PM Johnson addressed the issue earlier this week, arguing he would prefer to be “dead in a ditch” rather than ask for a delay.
UE Awaiting Britain’s ‘Concrete Legally Operational Proposals’ on Brexit
The Parliament was meanwhile prorogued starting from Tuesday morning for the next five weeks, after the talks on the Brexit deal (or its absence) stalled and the second snap election vote, set up by the PM amid the Brexit dead-end, failed.
The British Parliament’s forced vacation is believed not to be preventing the sides from negotiating a potential Brexit deal at the EU level, although the temporal frame is still vague:
"I cannot tell you objectively whether contacts with the government of Mr Johnson will be able to reach an agreement by mid-October”, the EU's Chief Brexit Negotiator Michel Barnier noted in a speech to MEPs on Thursday, admitting that although they “have previously reached an agreement, as far as we can speak, we have no reason to be optimistic”.
He went on to say that in the next few weeks, “we will see” if the Brits are “able to make concrete legally operational proposals” in black and white.
The Brexit issues keep snowballing as the country’s Parliament is on the one hand opposed to the current deal with the European Union, but on the other hand, is opposed to a Brexit with no deal whatsoever. The European Union refuses to resume negotiations and revise the agreement, while Johnson insists that the United Kingdom will leave the European Union as scheduled, on 31 October, with or without a deal, in line with the promise he made when he took over from Theresa May in late July.

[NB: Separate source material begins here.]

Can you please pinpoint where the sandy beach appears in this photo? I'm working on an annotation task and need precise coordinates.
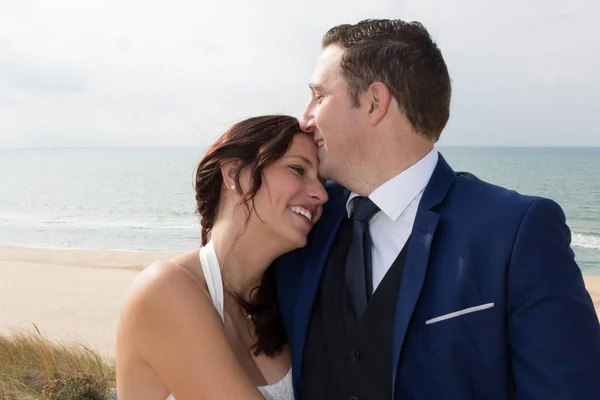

The current stumbling block hampering the UK government from meeting the deadline is the newly passed law introduced by Labour lawmaker Hilary Benn, which has it that if the UK still does not have a new agreement with the European Union on 19 October, — two days after the EU summit — the prime minister will have to ask Brussels to postpone Brexit until 31 January 2020, unless MPs vote in favour of withdrawing without an agreement. The law has been branded by the prime minister "pointless" and "undemocratic" with Boris Johnson noting he is poised to defy it.